Tesla Stock (NASDAQ:TSLA)
S&P Global Ratings moved Tesla stock into the investment grade category by upgrading the company’s long-term credit rating to BBB from BB+. This is the first time that Tesla stock has achieved investment-grade status.
The rating agency views Tesla’s (NASDAQ:TSLA) credit profile more favorably because the company continues to demonstrate market leadership in electric vehicles, with solid manufacturing efficiency that supports strong EBITDA margins and sustained positive free operating cash flow. Additionally, the agency cited Tesla’s (NASDAQ:TSLA) ability to demonstrate market leadership in electric vehicles.

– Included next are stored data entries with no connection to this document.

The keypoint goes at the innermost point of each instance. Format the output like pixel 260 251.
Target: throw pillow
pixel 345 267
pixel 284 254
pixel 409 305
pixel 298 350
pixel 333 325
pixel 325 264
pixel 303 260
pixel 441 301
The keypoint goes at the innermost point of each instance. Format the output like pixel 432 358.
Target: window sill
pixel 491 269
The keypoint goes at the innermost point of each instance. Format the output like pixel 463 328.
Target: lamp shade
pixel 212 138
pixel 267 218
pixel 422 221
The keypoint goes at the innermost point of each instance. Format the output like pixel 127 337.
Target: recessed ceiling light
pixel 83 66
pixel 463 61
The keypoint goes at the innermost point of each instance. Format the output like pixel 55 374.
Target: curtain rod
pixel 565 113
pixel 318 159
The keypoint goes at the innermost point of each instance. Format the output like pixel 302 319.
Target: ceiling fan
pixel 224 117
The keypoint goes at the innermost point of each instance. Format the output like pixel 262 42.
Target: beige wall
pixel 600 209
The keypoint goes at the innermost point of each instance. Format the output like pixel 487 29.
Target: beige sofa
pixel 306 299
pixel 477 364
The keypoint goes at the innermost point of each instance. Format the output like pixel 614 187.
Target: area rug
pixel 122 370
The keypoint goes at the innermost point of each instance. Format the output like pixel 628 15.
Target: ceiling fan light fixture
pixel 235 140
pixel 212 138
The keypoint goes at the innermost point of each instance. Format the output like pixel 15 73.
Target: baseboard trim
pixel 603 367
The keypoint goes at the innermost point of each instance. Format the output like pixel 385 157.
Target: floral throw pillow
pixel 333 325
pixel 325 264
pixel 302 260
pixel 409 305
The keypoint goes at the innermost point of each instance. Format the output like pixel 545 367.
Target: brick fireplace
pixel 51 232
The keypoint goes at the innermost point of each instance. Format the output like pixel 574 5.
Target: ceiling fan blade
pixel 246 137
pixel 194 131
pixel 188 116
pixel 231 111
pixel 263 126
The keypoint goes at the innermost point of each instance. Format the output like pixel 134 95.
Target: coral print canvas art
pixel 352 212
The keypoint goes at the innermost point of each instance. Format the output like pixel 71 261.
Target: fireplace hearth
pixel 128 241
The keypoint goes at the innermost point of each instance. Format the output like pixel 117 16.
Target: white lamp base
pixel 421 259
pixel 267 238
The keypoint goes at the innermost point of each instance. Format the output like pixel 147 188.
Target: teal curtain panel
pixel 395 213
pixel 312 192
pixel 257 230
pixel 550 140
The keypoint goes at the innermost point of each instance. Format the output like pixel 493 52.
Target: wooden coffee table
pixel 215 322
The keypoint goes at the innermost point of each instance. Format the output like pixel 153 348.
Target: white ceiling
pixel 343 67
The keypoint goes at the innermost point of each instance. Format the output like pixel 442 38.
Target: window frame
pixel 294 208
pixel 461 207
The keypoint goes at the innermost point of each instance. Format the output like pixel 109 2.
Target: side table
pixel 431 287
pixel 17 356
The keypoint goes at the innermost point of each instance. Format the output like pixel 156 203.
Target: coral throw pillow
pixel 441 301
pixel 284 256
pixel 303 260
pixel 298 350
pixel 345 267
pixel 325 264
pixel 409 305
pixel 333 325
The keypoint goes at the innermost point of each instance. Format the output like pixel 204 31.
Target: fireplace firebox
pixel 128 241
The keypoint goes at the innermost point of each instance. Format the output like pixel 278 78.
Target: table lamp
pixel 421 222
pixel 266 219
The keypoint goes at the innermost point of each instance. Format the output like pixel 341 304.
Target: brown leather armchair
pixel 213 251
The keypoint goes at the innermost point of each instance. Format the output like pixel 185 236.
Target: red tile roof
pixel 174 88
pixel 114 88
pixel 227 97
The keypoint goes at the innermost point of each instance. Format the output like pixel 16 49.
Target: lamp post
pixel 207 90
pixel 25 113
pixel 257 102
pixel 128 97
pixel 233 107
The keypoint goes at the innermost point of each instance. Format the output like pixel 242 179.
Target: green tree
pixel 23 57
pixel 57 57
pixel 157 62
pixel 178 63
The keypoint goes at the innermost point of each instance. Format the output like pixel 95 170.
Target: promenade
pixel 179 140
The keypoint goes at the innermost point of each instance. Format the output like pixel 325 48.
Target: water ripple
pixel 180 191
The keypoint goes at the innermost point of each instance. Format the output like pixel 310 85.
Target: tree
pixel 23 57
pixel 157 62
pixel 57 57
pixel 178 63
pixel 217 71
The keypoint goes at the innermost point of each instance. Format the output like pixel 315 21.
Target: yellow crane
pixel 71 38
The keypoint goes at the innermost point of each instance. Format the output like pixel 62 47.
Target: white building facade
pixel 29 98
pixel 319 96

“We anticipate that Tesla (NASDAQ:TSLA) will be able to maintain free cash flow to sales of over 10% in 2022 and 2023, which is an increase from our prior upside trigger of 2% and is supported by industry-leading EBITDA margins of approximately 20%. It is an increase from our prior upside trigger of 18% and is significantly higher than our 10% threshold for above-average margins for automakers. This is despite the significant expenditures that have been incurred as a result of ramping up its production facilities in Berlin and Austin, as well as persistent interruptions in the supply chain and increasing commodity prices.”
According to S&P, Tesla stock has mitigated the consequences of the industry upheaval by increasing average selling prices, selling regulatory credits, and reducing manufacturing costs compared to our earlier forecasts.
At 1:30 p.m. Eastern Time, Tesla stock prices had recovered some of their early losses but were still trading at a loss of 0.30%.